From Psychology Today/Justin Garson, PhD: “Do delusions ever benefit those who suffer from them?
Consider what’s known as Reverse Othello Syndrome. This is the delusional belief that one’s partner is sexually faithful, in the face of overwhelming evidence to the contrary. Why would someone ever form this idea?
The discoverer of Reverse Othello thought he had the answer. He wrote that the delusion is ‘an active attempt… to confer meaning on otherwise catastrophic loss or emptiness.’ The delusion might buffer our minds from an unbearable truth.
Philosopher Lisa Bortolotti calls such delusions ‘motivated delusions.’ Along similar lines, psychologist Ryan McKay and philosopher Daniel Dennett describe the ‘shear pin‘ theory of delusion. Like a shear pin, a delusion might act as a little breakdown that stops a big breakdown from happening . . .

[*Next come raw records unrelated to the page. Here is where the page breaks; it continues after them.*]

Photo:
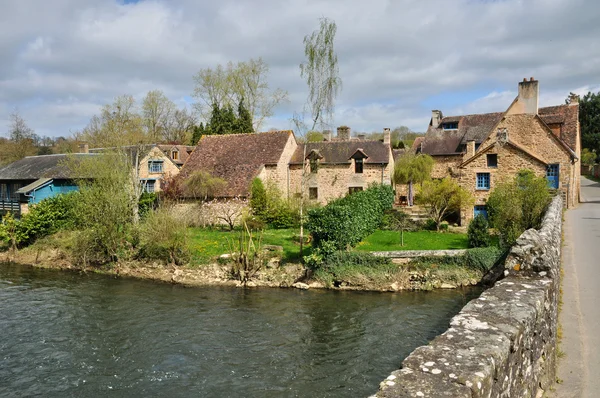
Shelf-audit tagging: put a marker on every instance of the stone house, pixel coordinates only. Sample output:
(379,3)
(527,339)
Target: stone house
(481,150)
(333,168)
(239,158)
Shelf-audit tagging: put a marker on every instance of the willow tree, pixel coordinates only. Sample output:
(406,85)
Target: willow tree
(413,169)
(321,72)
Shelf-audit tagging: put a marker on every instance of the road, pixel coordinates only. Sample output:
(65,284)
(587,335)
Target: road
(579,369)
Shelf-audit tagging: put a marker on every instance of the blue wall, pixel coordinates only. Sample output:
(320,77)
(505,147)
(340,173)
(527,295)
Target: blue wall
(51,189)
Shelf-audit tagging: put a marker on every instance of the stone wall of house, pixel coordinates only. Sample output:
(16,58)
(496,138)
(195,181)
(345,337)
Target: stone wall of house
(334,180)
(279,173)
(502,344)
(170,169)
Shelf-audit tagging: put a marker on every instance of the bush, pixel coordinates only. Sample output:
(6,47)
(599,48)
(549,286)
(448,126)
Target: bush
(483,258)
(47,217)
(163,237)
(345,222)
(478,233)
(518,205)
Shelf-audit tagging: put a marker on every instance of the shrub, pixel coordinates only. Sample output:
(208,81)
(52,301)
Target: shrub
(163,237)
(47,217)
(478,233)
(518,205)
(483,258)
(345,222)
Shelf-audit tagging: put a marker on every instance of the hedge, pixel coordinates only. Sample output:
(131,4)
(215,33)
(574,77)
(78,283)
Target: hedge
(344,222)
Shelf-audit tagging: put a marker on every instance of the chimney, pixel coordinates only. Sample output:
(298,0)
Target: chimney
(343,133)
(436,118)
(387,136)
(470,149)
(529,93)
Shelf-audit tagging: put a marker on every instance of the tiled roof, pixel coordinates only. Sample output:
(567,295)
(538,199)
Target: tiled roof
(236,158)
(35,167)
(339,152)
(476,128)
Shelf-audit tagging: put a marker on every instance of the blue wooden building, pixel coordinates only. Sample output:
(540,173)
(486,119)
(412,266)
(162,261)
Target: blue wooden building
(33,179)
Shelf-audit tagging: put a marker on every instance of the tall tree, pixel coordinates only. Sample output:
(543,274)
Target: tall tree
(321,72)
(244,123)
(157,111)
(412,169)
(227,85)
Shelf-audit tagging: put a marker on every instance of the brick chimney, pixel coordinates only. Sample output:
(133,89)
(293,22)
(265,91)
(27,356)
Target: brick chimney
(343,133)
(436,118)
(387,136)
(529,93)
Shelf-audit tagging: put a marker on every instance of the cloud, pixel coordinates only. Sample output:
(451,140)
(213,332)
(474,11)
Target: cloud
(62,63)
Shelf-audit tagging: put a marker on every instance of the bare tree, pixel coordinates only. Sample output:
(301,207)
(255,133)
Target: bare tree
(227,85)
(321,72)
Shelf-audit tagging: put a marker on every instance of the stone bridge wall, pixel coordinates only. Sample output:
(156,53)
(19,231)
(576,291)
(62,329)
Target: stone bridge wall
(502,344)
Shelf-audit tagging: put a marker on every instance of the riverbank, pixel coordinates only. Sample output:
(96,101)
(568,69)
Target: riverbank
(396,278)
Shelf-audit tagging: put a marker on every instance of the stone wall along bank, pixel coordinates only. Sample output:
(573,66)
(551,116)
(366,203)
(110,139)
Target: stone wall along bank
(502,344)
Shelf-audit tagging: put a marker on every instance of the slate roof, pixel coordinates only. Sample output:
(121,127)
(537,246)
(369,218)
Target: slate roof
(339,152)
(236,158)
(438,141)
(35,167)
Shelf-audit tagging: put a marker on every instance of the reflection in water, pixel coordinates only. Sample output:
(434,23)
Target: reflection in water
(66,334)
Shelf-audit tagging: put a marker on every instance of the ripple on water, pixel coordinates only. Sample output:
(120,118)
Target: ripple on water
(67,334)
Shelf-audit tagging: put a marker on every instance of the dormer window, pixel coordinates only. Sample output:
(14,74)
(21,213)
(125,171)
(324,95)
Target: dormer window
(450,126)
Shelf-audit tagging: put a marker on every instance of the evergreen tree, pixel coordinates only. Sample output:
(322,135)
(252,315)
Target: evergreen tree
(244,122)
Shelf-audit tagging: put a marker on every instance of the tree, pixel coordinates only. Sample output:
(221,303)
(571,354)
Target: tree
(157,109)
(517,205)
(588,158)
(442,197)
(411,169)
(321,72)
(589,120)
(227,85)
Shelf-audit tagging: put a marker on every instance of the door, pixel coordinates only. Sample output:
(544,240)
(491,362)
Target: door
(552,174)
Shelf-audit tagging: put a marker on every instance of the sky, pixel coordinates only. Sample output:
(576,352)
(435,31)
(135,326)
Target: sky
(61,60)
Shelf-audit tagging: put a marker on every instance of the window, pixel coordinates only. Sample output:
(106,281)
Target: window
(149,185)
(483,181)
(155,166)
(450,126)
(358,165)
(314,165)
(480,210)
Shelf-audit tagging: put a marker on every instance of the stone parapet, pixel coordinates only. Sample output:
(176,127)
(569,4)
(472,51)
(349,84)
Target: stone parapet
(502,344)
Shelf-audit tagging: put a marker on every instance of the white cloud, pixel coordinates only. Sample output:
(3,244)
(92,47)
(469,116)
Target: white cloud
(61,63)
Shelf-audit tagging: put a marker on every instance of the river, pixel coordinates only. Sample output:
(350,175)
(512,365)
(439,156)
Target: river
(66,334)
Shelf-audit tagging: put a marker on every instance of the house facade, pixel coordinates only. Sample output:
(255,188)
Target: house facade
(331,169)
(32,179)
(480,151)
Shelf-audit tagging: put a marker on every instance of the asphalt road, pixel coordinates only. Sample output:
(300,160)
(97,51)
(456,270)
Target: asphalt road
(579,369)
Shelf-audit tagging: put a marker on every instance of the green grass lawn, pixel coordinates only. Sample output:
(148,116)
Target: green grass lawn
(420,240)
(208,244)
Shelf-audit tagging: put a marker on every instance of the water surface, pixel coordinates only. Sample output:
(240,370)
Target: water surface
(72,335)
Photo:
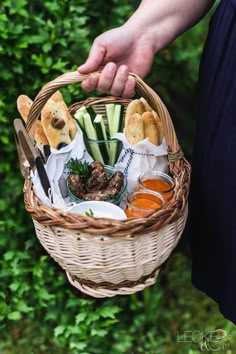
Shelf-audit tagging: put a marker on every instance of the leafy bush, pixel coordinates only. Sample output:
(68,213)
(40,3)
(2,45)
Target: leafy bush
(39,311)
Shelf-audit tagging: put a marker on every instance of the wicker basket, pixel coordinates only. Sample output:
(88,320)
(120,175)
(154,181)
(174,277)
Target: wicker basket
(104,257)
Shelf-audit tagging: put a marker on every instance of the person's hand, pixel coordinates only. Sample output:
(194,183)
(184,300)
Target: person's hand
(118,52)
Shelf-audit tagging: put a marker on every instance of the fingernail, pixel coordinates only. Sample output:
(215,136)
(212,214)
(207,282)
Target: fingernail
(111,67)
(123,69)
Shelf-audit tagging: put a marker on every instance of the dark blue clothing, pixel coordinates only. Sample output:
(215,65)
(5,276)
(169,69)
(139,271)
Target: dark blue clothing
(213,190)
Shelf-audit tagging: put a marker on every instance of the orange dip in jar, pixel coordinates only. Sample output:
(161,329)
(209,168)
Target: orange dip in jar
(142,203)
(157,181)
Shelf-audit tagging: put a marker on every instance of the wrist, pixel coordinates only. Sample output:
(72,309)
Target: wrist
(155,33)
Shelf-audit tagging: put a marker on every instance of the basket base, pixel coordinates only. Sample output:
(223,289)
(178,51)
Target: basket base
(103,290)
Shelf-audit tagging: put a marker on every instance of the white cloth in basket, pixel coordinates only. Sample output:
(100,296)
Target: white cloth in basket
(136,159)
(56,171)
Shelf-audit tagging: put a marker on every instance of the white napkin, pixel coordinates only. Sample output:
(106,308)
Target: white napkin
(57,172)
(138,158)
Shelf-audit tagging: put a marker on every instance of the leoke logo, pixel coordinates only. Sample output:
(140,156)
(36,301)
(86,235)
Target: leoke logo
(211,341)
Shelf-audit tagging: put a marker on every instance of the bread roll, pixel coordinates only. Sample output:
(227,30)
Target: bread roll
(55,121)
(24,104)
(146,104)
(159,126)
(135,106)
(150,128)
(134,131)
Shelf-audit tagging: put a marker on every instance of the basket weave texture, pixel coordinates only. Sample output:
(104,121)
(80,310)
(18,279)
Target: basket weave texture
(105,257)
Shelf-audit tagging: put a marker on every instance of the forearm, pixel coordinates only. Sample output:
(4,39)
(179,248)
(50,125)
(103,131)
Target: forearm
(161,21)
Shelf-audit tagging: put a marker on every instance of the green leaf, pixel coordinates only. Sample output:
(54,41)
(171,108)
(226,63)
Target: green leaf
(80,317)
(59,330)
(14,316)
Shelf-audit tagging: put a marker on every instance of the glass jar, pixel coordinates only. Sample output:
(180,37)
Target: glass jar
(157,181)
(142,203)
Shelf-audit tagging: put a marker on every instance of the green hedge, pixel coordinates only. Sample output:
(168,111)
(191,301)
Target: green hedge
(39,311)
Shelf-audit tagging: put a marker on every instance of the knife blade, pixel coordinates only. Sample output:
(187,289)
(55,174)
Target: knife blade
(31,154)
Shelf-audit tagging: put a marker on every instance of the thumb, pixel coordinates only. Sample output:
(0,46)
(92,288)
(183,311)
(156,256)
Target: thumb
(94,60)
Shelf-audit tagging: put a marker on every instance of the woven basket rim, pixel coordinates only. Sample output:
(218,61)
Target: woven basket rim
(179,167)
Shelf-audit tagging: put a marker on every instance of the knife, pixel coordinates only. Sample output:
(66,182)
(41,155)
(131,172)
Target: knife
(34,159)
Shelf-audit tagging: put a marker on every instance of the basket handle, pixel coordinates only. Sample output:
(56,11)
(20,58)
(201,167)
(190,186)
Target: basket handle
(142,89)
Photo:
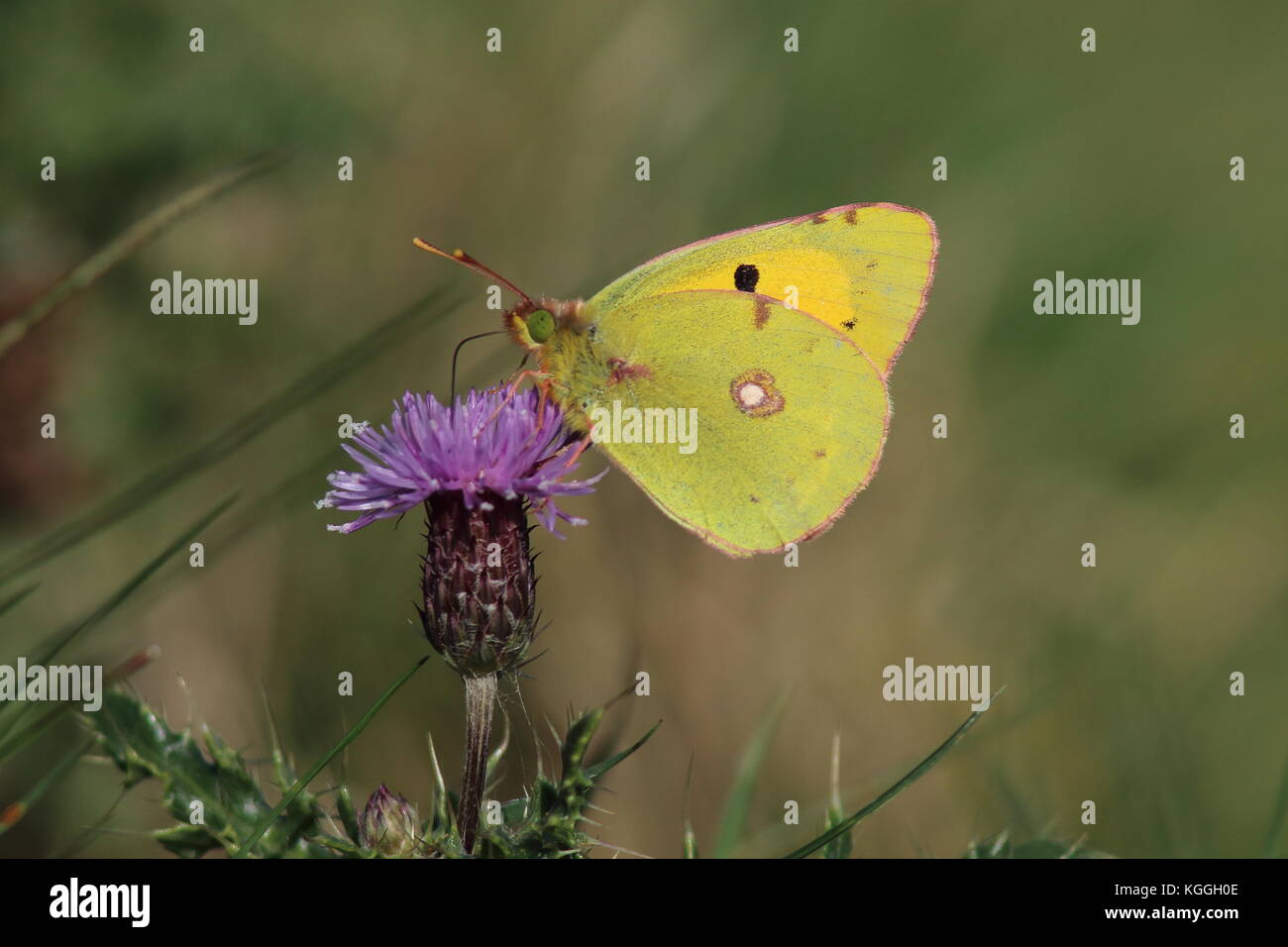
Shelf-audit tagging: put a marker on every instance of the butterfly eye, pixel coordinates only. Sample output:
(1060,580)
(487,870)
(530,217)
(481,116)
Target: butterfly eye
(541,326)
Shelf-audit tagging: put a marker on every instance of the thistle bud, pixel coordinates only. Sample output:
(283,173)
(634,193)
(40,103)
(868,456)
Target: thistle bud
(478,468)
(389,826)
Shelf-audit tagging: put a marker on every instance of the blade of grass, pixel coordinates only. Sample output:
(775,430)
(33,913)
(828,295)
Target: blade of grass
(17,596)
(734,821)
(12,742)
(110,604)
(911,777)
(326,758)
(245,428)
(13,813)
(1276,819)
(130,240)
(604,766)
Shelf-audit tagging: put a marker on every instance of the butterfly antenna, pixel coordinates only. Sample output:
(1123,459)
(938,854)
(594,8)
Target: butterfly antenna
(458,352)
(467,261)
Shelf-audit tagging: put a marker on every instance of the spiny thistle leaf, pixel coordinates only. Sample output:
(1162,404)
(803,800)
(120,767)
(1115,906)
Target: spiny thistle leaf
(297,789)
(143,748)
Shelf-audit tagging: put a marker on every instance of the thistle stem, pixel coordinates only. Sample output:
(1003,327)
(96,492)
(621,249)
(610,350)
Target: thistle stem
(480,699)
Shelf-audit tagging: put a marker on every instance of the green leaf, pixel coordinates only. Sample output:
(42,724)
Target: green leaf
(911,777)
(738,806)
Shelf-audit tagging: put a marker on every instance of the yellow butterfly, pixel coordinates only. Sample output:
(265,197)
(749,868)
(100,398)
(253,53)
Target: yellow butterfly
(742,380)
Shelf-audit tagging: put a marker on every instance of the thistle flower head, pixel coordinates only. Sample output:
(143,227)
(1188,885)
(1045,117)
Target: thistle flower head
(478,471)
(494,445)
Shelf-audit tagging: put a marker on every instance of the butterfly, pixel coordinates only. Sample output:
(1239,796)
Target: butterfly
(774,342)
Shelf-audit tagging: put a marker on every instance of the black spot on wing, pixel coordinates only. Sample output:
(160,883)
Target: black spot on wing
(746,277)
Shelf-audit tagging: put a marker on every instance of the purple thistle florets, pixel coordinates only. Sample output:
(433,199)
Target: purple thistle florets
(496,444)
(478,471)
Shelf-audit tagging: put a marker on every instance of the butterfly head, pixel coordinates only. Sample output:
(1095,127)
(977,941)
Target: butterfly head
(533,324)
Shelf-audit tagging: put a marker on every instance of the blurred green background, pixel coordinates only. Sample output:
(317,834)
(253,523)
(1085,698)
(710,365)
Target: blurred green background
(1061,429)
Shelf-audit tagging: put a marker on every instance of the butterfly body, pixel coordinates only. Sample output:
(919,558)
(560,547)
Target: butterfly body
(774,343)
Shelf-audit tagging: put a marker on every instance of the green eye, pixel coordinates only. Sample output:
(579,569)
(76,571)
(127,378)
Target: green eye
(541,326)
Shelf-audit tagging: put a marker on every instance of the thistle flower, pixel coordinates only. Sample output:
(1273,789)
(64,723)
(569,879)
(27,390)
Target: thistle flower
(492,446)
(477,471)
(389,825)
(478,468)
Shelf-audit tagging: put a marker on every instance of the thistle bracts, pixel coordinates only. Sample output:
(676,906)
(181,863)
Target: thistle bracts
(478,581)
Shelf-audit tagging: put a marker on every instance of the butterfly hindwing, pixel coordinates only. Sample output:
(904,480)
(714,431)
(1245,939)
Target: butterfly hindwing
(791,415)
(862,268)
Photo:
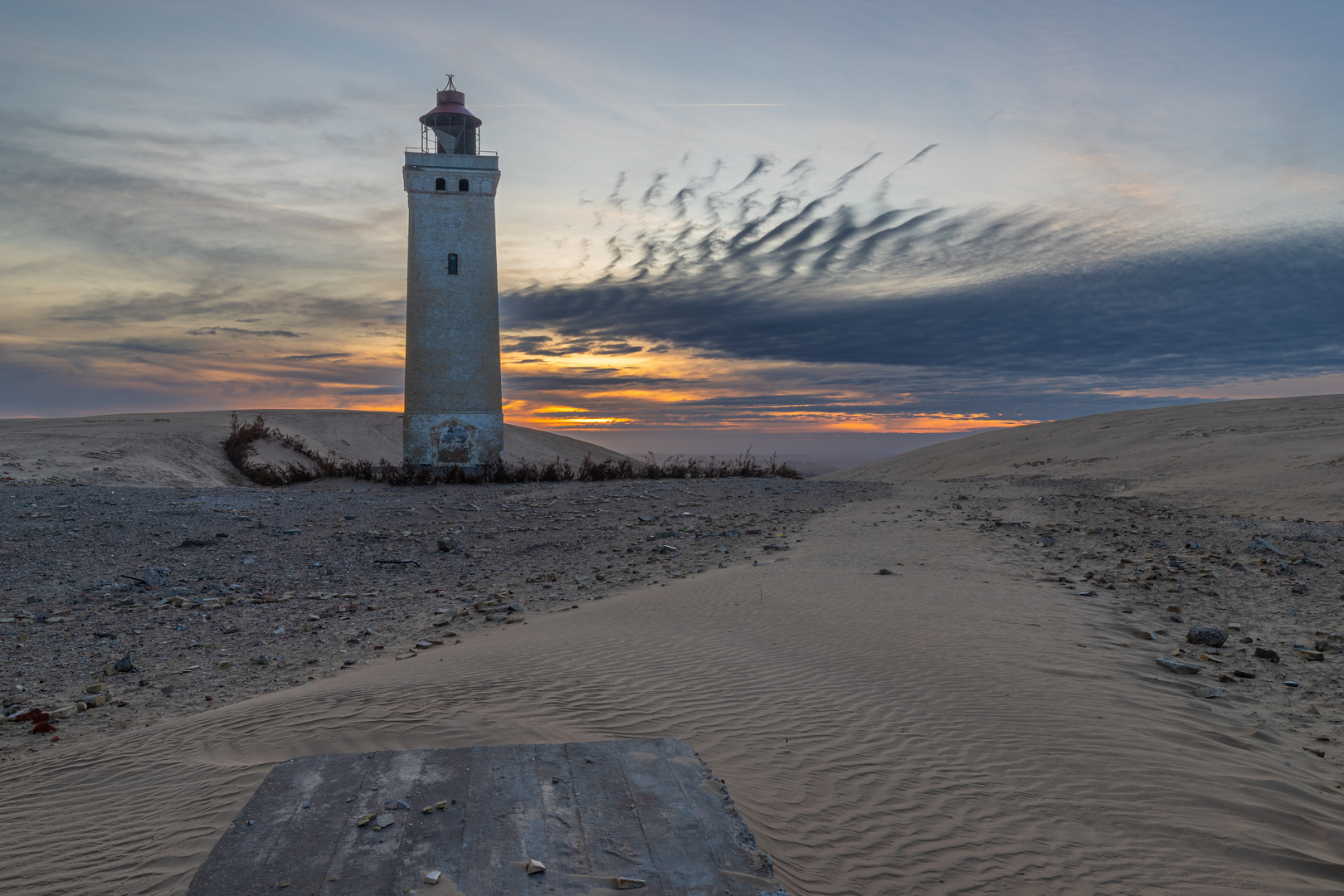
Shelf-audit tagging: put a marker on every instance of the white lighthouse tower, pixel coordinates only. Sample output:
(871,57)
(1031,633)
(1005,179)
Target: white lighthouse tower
(453,397)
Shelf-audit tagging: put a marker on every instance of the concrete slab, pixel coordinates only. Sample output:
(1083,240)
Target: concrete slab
(598,816)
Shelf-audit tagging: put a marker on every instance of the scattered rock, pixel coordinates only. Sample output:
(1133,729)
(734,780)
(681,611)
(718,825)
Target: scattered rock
(1177,666)
(1207,635)
(1261,546)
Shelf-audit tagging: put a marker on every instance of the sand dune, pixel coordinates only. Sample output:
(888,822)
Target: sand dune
(975,723)
(186,449)
(1268,457)
(934,731)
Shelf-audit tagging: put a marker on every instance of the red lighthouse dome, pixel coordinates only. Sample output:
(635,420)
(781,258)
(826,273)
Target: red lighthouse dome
(455,129)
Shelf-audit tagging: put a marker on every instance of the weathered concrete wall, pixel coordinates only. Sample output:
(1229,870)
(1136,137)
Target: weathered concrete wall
(453,394)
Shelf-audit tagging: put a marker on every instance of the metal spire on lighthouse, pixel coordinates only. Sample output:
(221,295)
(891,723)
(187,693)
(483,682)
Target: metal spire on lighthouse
(453,394)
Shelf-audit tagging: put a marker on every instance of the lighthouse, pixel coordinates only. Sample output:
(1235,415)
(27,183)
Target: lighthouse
(453,398)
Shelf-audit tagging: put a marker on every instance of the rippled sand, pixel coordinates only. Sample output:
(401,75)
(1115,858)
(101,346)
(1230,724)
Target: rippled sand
(933,731)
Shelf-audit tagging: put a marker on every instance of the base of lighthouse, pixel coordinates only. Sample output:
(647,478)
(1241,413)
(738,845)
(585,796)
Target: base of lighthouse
(470,441)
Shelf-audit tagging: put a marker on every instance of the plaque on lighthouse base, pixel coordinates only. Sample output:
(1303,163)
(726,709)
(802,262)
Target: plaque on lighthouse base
(470,441)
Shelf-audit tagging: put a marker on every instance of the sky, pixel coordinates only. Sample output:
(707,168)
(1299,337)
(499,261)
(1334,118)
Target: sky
(719,223)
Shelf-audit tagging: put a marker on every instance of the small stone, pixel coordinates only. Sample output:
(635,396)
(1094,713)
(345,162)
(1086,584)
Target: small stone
(1179,668)
(1207,635)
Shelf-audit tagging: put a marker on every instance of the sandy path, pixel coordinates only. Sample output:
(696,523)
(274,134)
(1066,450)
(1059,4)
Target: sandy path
(936,731)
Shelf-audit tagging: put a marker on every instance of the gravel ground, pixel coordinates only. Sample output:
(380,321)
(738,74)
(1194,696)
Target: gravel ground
(218,594)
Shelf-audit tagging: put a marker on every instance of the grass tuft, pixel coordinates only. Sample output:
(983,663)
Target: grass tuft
(240,446)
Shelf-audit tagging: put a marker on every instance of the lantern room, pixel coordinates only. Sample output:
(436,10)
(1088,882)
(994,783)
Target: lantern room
(449,127)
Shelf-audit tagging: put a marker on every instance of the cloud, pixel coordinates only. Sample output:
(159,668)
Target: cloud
(960,299)
(234,331)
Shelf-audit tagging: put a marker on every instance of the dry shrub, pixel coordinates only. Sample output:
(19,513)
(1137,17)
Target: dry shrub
(240,448)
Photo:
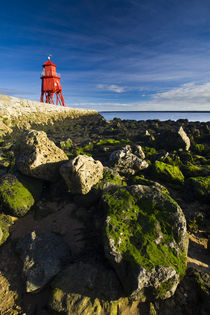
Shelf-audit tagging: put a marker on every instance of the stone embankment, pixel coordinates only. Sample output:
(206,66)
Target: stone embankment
(96,216)
(18,114)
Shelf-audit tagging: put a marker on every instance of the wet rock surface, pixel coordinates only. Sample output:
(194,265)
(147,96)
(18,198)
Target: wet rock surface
(39,157)
(81,174)
(15,197)
(128,261)
(145,239)
(43,256)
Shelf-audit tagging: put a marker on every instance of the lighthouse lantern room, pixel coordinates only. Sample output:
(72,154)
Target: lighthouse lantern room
(51,84)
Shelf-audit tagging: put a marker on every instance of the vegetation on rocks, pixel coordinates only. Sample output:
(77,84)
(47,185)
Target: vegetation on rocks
(125,233)
(200,187)
(134,226)
(167,172)
(15,198)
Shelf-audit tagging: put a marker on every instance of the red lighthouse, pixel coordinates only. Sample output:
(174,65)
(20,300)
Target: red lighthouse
(51,84)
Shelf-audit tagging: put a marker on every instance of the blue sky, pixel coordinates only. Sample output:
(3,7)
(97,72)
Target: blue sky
(112,54)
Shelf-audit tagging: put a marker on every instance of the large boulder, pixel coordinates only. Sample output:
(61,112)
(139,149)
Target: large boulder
(84,286)
(38,156)
(128,160)
(15,197)
(81,174)
(43,256)
(174,138)
(145,239)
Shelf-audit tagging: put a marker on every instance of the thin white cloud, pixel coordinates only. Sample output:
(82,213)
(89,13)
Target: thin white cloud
(112,88)
(186,94)
(188,97)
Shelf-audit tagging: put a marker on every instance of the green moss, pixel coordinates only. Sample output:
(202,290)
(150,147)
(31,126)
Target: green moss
(14,196)
(164,287)
(140,180)
(193,170)
(149,152)
(201,148)
(109,178)
(200,187)
(66,145)
(5,222)
(113,142)
(170,173)
(133,227)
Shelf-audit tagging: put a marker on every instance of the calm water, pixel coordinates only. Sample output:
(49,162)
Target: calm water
(191,116)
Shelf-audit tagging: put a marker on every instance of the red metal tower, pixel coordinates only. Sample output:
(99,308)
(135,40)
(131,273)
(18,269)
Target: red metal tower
(51,84)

The German psychiatrist Johann Christian August Heinroth . . . describes how patients can enter a dream-like state in order to protect themselves from a traumatic experience . . .
Heinroth saw profound implications for healing. If the delusions are playing a protective role, you don’t want to target them as if they’re the disease itself. By attacking the delusions, you might cause even more harm.
The pessimistic philosopher Arthur Schopenhauer, around the same time, wrote that delusions were nature’s way of protecting the mind from a reality too horrible to bear. Freud, an admirer of Schopenhauer’s philosophy, took it for granted that delusions protect us from otherwise devastating truths.”